Below are some of the modern applications of ultrasound in the "Agios Loukas" Clinic.
In recent years we have organized - in collaboration with a specialized pediatric orthopedist as a team - and developed in the Clinic the ultrasound examination for the control of developmental dysplasia of the hip, applying the Graf method. The information and systematic population-based screening of newborns/infants leads to early and appropriate treatment and limitation of surgical interventions.
With ultrasound we can check both the hip joint and other joints in older children for fluid collection - hymenitis.
As a team, with fellow paediatricians, we study the urinary system in children using ultrasound. Most commonly after prenatal dilatation or after an episode of urinary tract infection, but also in the context of investigating cystic lesions - congenital anomalies, palpable masses, haematuria, acute renal failure, neurogenic cyst or dysfunctional disorders.
We even have the possibility, in collaboration with fellow pediatric surgeons, to perform upward ultrasound cystography (Voiding urosonography-VUS) as a method of highlighting and monitoring cystoureteral reflux using special sound-enhancing contrast agents for ultrasound. It is a diagnostic, completely safe and reliable method, and most importantly without ionizing radiation, in contrast to upwardly fluoroscopic cystourethrography (VCUG), which until recently was considered the test of choice. In this way we avoid the additional burden and risks of irradiating the ovaries and testicles adjacent to the bladder.
Ultrasound imaging of both the testicles, in terms of position (in case of cryptorchidism) and size, possible twisting or inflammation, and the ovaries (size; position; congenital abnormalities; tumours) or investigation in case of precocious puberty or amenorrhea, is also possible.
We have the possibility of imaging the neonatal brain ultrasonographically through the open sources (mainly the anterior), which is considered a simple, well-established, non-invasive technique for the intracranial evaluation of the premature neonate, the demonstration of congenital structural abnormalities or a simple screening method for the exclusion of major intracranial pathology.
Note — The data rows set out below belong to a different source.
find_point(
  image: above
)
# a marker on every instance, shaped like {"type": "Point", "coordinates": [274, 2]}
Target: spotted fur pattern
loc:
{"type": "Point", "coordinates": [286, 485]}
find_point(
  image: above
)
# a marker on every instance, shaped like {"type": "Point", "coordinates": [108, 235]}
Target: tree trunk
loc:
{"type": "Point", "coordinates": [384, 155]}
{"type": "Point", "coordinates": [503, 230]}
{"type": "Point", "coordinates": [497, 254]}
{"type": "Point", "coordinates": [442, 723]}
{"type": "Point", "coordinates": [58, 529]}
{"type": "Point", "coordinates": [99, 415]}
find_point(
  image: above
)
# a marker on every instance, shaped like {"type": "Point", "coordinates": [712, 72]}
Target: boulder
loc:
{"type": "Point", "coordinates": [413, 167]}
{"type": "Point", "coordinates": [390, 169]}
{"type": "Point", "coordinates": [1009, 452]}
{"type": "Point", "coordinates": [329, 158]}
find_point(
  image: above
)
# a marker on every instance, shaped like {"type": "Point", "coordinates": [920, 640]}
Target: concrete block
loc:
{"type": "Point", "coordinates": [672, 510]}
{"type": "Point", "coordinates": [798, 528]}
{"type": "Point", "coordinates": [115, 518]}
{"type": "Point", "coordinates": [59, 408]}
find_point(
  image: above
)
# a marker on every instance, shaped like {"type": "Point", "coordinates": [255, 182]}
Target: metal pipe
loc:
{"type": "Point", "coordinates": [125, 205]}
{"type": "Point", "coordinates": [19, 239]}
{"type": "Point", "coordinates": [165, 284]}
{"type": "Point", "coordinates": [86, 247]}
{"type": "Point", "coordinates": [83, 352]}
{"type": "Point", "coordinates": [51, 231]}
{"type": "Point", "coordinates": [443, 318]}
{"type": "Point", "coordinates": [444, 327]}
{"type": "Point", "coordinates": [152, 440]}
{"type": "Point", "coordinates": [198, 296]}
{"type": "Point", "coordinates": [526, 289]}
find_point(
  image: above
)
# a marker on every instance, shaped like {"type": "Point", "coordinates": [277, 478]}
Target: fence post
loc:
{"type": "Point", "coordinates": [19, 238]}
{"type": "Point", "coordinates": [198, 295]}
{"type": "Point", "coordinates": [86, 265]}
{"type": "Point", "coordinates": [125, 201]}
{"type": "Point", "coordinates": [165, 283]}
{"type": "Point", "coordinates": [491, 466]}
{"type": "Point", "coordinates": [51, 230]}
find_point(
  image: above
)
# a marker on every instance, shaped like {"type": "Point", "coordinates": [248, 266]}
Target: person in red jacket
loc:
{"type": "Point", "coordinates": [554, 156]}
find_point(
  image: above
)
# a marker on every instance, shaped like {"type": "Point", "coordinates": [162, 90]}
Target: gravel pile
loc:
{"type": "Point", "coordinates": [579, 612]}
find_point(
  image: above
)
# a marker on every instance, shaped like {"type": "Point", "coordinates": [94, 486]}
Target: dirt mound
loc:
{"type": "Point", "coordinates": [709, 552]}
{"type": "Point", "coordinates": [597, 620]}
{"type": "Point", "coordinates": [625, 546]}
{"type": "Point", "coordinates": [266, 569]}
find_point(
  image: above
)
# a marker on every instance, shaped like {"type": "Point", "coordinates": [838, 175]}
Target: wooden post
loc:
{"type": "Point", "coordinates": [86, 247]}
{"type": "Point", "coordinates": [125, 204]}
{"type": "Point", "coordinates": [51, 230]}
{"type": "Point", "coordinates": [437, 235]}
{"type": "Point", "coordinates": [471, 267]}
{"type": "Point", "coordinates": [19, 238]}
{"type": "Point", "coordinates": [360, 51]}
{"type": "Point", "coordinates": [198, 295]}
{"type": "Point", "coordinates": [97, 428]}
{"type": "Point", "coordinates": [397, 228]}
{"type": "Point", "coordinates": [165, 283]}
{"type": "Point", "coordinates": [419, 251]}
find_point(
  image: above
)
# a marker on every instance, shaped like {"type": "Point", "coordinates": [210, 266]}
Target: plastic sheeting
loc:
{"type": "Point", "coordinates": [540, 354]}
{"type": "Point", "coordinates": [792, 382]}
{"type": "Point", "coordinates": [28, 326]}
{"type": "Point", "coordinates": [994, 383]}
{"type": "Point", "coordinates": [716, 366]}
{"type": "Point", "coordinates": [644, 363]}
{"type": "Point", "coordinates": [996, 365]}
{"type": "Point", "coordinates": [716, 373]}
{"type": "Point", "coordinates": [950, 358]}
The possibility to check the depth of the cranial sutures ultrasonographically is considered a safe, first method to investigate possible craniosynostosis, limiting the need for simple skull radiographs and thus avoiding again the corresponding radial burden.
Ultrasound examination of swollen cervical lymph nodes allows us to reliably and quickly differentiate intense inflammatory reaction or infiltration from abscess formation.
By monitoring the cardio-oesophageal confluence by ultrasound after a meal, we check for possible gastro-oesophageal reflux, while in case of rocket vomiting, by monitoring the pyloric duct in a newborn, we can exclude or confirm hypertrophic pyloric stenosis.
We can also not only detect possible intestinal ulceration in case of localized focal severe abdominal pain, but also intervene with a special ultrasound technique to resolve the intestinal ulceration.
We can study the small bowel helices ultrasonographically (Small bowel Intestinal Utrasound), in case of idiopathic inflammatory bowel diseases and with the use of special ultrasound contrast agents and special software available in the Clinic, we can highlight and quantify the degree of inflammation activity and the response to the appropriate treatment.
By using special ultrasound contrast agents we can also study vascular behaviour and characterise lesions located in various organs, especially in the liver.
Finally, in addition to checking for possible fatty infiltration of the liver parenchyma and focal or diffuse lesions, we can now calculate the degree of hardness-fibrosis of the parenchyma by elastography.